So S S, Karplus M
Department of Chemistry, Harvard University, Cambridge, Massachusetts 02138, USA.
J Med Chem. 1996 Mar 29;39(7):1521-30. doi: 10.1021/jm9507035.
A new hybrid method (GNN) combining a genetic algorithm and an artificial neural network has been developed for quantitative structure-activity relationship (QSAR) studies. A suitable set of molecular descriptors are selected by a genetic algorithm. This set serves as input to a neural network, in which model-free mapping of multivariate data is performed. Multiple predictors are generated that are superior to results obtained from previous studies of the Selwood data set, which is used to test the method. The neural network technique provides a graphical description of the functional form of the descriptors that play an important role in determining drug activity. This can serve as an aid in future design of drug analogues. The effectiveness of GNN is tested by comparing its results with a benchmark obtained by exhaustive enumeration. Different fitness strategies that tune the evolution of genetic models are examined, and QSARs with higher predictiveness are found. From these results, a composite model is constructed by averaging predictions from several high-ranking models. The predictions of the resulting QSAR should be more reliable than those derived from a single predictor because it makes greater use of information and also permits error estimation. An analysis of the sets of descriptors selected by GNN shows that it is essential to have one each for the steric, electrostatic, and hydrophobic attributes of a drug candidate to obtain a satisfactory QSAR for this data set. This type of result is expected to be of general utility in designing and understanding QSAR.

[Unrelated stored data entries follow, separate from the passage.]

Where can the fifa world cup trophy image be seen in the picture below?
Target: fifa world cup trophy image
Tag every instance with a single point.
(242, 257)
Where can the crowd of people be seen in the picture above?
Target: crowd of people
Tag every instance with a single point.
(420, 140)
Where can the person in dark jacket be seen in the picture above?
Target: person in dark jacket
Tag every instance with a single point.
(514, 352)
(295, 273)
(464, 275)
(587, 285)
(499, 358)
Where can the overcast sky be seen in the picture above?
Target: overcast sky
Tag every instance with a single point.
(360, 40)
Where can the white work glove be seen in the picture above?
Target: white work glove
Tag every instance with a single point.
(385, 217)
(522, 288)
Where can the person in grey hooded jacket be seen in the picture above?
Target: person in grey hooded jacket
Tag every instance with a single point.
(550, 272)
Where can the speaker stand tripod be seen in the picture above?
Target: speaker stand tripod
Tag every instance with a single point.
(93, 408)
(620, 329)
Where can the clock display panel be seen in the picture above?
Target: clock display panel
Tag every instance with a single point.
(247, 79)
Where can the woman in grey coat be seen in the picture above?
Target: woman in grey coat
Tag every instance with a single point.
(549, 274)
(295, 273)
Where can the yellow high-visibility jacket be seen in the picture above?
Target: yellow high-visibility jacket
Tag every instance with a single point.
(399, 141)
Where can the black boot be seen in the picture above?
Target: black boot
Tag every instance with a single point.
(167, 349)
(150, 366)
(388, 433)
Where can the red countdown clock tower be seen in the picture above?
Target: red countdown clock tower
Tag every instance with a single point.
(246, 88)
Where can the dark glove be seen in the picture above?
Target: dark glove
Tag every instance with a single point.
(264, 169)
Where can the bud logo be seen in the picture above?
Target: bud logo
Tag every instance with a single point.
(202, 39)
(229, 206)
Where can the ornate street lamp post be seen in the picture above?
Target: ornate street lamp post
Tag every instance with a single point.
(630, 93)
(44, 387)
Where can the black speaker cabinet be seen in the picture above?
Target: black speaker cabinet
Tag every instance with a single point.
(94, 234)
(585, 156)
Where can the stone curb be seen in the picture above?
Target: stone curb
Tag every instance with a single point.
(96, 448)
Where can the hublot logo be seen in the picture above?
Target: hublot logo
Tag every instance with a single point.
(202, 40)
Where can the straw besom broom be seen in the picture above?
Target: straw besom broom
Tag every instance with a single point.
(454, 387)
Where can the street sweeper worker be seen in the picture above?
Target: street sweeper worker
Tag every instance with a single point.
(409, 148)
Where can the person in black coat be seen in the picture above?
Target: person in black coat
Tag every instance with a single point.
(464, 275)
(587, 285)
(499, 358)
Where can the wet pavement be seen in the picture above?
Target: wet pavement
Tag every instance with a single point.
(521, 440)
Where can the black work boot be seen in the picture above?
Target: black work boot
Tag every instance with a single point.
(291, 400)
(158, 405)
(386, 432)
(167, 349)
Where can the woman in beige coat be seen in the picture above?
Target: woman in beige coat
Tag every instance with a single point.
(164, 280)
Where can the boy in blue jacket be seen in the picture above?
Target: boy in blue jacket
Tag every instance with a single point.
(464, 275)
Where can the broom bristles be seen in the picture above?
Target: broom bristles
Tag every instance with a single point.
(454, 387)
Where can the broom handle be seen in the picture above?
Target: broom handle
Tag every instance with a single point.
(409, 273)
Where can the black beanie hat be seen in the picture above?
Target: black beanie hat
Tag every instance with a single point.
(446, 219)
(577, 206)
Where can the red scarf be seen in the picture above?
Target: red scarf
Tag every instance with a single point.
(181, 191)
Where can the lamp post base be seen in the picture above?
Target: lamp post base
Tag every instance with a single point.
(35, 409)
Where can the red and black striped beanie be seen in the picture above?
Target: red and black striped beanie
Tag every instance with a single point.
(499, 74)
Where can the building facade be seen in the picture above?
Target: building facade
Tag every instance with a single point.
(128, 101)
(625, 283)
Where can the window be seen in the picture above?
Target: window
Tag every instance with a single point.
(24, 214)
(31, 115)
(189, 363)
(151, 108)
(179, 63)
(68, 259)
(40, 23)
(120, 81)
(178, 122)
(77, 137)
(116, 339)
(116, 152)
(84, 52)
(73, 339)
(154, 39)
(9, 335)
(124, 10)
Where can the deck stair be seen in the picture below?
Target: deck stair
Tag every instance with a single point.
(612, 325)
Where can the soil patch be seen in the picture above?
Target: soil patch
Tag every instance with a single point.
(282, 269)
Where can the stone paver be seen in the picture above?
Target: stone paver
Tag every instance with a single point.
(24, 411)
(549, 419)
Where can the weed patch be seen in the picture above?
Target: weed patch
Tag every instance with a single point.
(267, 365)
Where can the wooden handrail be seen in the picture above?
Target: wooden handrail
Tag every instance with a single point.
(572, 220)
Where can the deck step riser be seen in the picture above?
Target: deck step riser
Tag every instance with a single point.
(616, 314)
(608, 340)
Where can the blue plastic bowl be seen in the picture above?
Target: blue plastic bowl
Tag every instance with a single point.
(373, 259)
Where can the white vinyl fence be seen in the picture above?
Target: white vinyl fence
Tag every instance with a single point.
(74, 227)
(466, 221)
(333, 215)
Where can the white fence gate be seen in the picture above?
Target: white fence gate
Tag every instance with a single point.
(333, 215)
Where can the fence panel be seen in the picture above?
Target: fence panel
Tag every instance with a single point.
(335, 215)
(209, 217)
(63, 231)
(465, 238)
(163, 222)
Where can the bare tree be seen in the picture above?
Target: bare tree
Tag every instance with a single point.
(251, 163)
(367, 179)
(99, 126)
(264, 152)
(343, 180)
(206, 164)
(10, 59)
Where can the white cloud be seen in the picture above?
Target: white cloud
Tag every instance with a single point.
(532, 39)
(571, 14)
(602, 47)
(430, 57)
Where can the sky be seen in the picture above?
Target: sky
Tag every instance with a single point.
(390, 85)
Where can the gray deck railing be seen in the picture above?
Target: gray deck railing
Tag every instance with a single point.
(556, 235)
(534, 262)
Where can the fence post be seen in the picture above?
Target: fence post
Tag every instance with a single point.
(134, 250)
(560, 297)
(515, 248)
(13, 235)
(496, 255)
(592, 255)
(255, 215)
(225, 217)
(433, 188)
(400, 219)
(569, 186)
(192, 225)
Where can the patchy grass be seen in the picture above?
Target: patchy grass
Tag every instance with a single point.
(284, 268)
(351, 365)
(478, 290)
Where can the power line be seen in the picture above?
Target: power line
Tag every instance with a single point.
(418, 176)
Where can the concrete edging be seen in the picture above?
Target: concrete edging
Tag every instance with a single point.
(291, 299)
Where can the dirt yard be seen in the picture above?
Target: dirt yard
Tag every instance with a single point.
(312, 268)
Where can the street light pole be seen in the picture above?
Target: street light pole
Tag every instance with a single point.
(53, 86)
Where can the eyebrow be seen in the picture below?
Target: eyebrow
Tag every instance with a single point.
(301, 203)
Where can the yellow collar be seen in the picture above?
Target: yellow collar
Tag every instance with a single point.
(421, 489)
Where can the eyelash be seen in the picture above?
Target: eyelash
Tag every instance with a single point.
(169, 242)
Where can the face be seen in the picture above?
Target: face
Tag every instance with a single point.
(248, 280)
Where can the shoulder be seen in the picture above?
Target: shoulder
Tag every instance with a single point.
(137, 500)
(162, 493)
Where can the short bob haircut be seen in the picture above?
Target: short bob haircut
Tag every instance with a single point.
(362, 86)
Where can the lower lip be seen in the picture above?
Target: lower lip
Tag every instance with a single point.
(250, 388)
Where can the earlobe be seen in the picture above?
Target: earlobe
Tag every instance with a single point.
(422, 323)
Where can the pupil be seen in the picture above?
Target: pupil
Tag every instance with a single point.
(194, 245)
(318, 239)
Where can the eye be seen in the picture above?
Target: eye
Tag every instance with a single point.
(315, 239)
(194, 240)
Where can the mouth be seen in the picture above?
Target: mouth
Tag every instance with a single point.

一种结合遗传算法和人工神经网络的新型混合方法(GNN)已被开发用于定量构效关系(QSAR)研究。通过遗传算法选择一组合适的分子描述符。这组描述符作为神经网络的输入,在神经网络中进行多变量数据的无模型映射。生成了多个预测器,其优于之前对用于测试该方法的塞尔伍德数据集研究所得的结果。神经网络技术提供了对在确定药物活性中起重要作用的描述符功能形式的图形化描述。这可有助于未来药物类似物的设计。通过将GNN的结果与通过穷举枚举获得的基准进行比较来测试其有效性。研究了调整遗传模型进化的不同适应度策略,并发现了具有更高预测性的QSAR。根据这些结果,通过对几个高级模型的预测进行平均构建了一个复合模型。所得QSAR的预测应该比从单个预测器得出的预测更可靠,因为它更多地利用了信息并且还允许进行误差估计。对GNN选择的描述符集的分析表明,对于该数据集,为候选药物的空间、静电和疏水属性各有一个描述符对于获得令人满意的QSAR至关重要。这种类型的结果预计在设计和理解QSAR方面具有普遍实用性。